De tels procès ne sont pas fréquents et interviennent au bout de plusieurs années de procédures, alors que souvent les victimes ont été expulsées ou sont parties d’elles-mêmes sans garantie d’être relogées dans de meilleures conditions. La mort, le 5 novembre 2018, de huit personnes dans l’effondrement de deux immeubles à Marseille avait mis le projecteur sur l’inaction délibérée de la municipalité envers les logements insalubres et dangereux. En l’absence d’un recensement précis de ces immeubles, les estimations les plus fiables chiffrent à 600 000, à l’échelle nationale, le nombre de logements insalubres ou indignes, dont 120 000 dans l’agglomération lyonnaise. Certains d’entre eux sont habités ou loués par leurs propriétaires qui n’ont pas les moyens de les faire rénover, d’autres font le miel de marchands de sommeil, escrocs à la petite semaine ou grands bourgeois qui ne négligent pas de tirer parti d’une chambre de service de quelques mètres carrés.

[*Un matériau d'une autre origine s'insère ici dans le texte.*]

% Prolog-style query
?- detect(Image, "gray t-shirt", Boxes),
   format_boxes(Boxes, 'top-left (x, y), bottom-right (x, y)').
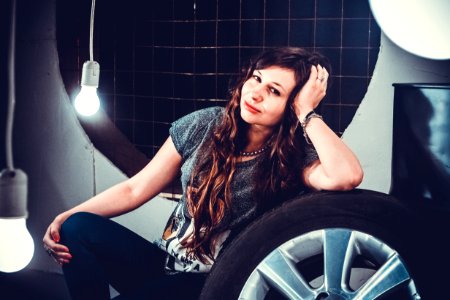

Ces profiteurs éhontés de la misère sont à l’extrémité d’un réseau qui s’étend à tous ceux qui profitent de la pénurie de logements : fonds d’investissement et compagnies d’assurances qui rémunèrent leurs actionnaires sur les loyers qu’ils encaissent, propriétaires regroupés dans des associations de défense de la propriété immobilière, promoteurs immobiliers… Mais ceux-là sont au-dessus de tout soupçon, à l’abri des lois du marché qui attaquent l’ensemble des milieux populaires, contraints à consacrer une part exorbitante de leur salaire, de leur retraite ou de leur allocation chômage à se loger dans des conditions plus ou moins acceptables, quand ce n’est pas à en passer par des margoulins pour avoir accès à un toit.